Brazilian Oral Research, 2012
Our understanding of dental plaque biofilm has evolved since the nonspecific plaque hypothesis that considered plaque as a nonspecific mass of native microorganisms that, because of lack of oral hygiene, builds up in proportions great enough to overcome the host resistance threshold and affect the tooth structure and tooth supporting tissues. A great diversity of microorganisms-over 700 species-was detected in the oral cavity, and evidence shows that the investigation of specific microorganisms or associations of microorganisms as etiological agents for periodontal diseases and caries is not a simplistic approach. Although clinical evidence shows that oral mechanical hygiene is fundamental to prevent and control caries and periodontal disease, it is important to highlight that optimal control is not achieved by most individuals.
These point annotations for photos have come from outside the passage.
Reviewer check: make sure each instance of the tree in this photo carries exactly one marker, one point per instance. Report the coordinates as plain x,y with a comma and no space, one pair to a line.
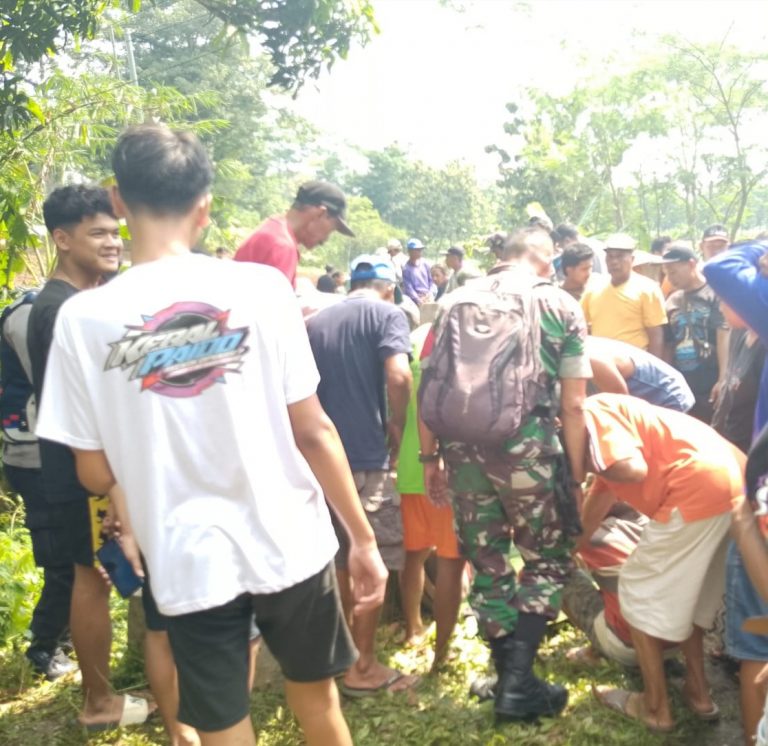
725,96
439,206
301,38
566,149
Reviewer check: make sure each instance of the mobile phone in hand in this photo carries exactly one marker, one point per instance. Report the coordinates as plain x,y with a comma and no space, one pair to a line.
119,569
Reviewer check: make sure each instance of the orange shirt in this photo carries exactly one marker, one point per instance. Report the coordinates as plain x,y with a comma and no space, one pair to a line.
690,466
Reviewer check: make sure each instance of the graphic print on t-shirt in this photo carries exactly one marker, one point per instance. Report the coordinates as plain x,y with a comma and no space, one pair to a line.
180,351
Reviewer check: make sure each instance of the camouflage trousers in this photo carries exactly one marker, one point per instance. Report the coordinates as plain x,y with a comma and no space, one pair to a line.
501,502
582,602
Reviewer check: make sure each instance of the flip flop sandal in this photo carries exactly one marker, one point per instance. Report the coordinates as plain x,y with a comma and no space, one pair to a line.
135,712
707,716
356,692
617,699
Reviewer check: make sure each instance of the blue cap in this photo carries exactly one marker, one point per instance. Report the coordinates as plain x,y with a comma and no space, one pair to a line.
374,268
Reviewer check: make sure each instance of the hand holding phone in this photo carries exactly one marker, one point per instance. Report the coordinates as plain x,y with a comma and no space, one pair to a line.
119,569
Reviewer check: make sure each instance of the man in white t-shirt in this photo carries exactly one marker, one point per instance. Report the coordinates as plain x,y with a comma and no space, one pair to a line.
190,384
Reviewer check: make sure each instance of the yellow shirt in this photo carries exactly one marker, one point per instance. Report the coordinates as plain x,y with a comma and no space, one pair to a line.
625,311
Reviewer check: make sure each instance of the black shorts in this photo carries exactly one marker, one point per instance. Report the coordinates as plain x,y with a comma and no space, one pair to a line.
78,538
303,626
154,620
50,544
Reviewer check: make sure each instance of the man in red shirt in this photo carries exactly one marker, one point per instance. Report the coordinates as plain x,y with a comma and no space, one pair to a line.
318,210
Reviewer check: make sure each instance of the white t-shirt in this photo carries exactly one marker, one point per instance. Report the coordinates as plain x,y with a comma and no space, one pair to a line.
181,370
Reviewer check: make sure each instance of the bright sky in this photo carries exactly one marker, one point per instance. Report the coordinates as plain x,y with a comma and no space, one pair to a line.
437,80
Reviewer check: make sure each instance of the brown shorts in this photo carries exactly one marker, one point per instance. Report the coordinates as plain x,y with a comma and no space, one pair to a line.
381,504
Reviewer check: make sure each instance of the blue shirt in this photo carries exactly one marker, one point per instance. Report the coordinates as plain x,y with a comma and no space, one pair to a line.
417,280
735,276
350,341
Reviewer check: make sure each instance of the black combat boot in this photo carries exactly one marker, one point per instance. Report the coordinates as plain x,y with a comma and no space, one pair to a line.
484,687
519,694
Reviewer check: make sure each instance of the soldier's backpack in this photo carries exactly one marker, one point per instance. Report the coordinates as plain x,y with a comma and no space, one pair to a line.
17,399
483,375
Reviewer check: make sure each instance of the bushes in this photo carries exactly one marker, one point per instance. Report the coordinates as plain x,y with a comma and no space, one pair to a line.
19,578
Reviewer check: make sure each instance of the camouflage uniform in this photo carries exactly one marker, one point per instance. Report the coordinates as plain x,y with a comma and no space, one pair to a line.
508,492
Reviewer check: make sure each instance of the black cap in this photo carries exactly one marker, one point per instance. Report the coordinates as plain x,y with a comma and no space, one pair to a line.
715,231
455,251
679,254
328,195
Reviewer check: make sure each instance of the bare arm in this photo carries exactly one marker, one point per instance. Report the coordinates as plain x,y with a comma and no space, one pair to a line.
656,340
573,393
95,474
399,380
319,443
595,508
751,545
94,471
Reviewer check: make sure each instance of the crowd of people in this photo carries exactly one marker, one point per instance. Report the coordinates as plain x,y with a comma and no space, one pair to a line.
567,428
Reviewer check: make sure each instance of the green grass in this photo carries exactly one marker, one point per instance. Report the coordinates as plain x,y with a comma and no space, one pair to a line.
438,713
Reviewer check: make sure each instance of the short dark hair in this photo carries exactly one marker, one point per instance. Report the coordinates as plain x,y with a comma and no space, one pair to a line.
368,282
565,232
162,170
516,245
660,243
575,254
67,206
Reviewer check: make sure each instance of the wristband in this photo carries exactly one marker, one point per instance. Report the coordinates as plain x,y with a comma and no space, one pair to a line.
429,458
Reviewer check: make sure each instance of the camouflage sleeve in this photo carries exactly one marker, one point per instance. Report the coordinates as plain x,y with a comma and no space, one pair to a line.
574,362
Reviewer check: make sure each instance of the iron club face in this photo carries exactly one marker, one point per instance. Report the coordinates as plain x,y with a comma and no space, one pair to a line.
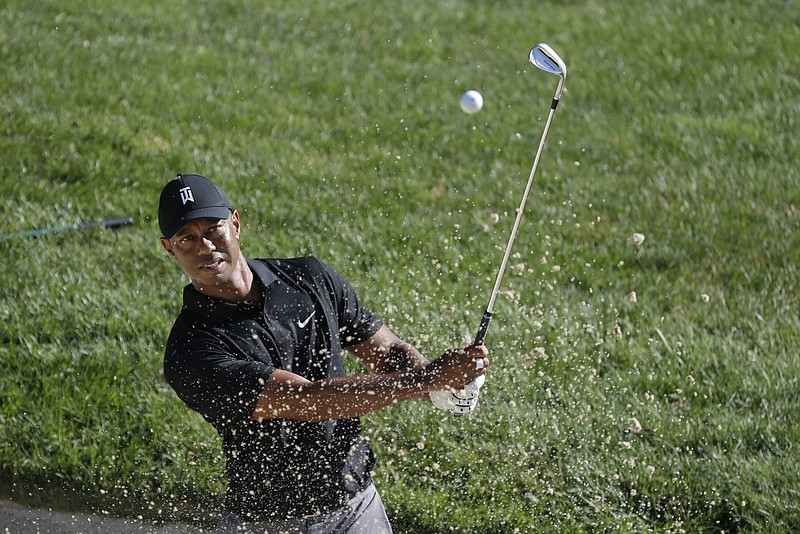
545,58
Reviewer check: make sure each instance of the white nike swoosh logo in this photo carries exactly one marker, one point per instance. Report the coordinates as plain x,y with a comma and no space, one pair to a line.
302,324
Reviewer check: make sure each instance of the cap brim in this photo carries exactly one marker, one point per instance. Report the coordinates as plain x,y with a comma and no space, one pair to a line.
215,212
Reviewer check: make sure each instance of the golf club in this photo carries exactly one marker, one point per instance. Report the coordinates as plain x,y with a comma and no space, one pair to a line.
108,223
543,57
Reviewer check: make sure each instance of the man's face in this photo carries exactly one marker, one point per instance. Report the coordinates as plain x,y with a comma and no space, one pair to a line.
207,250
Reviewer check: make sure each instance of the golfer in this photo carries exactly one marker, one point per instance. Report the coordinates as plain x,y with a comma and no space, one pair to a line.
257,350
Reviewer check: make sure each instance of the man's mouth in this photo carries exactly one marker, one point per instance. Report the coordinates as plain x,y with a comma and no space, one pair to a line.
212,265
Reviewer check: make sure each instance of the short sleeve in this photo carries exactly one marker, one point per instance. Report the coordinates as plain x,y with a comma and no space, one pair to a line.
357,323
204,374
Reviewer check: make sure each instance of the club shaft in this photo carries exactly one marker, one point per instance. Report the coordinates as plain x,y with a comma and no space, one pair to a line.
480,339
108,223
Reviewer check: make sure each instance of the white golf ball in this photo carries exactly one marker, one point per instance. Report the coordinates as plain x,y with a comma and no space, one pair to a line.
471,102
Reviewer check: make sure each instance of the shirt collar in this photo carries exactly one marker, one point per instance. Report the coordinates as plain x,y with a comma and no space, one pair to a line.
217,310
Thus the complementary use of chemotherapeutic agents has been investigated as a way to overcome the deficiencies of mechanical oral hygiene habits, insofar as they reduce both plaque formation and gingival inflammation, and represent a valid strategy to change the biofilm and maintain dental and periodontal health. The role of the dental professional is to monitor patients and offer them the best recommendations to preserve oral health throughout their life. With this in mind, chemical control should be indicated as part of daily oral hygiene, together with mechanical procedures, for all individuals who present supragingival and/or subgingival biofilm, taking into account age, physical and/or psychological limitations, allergies, and other factors.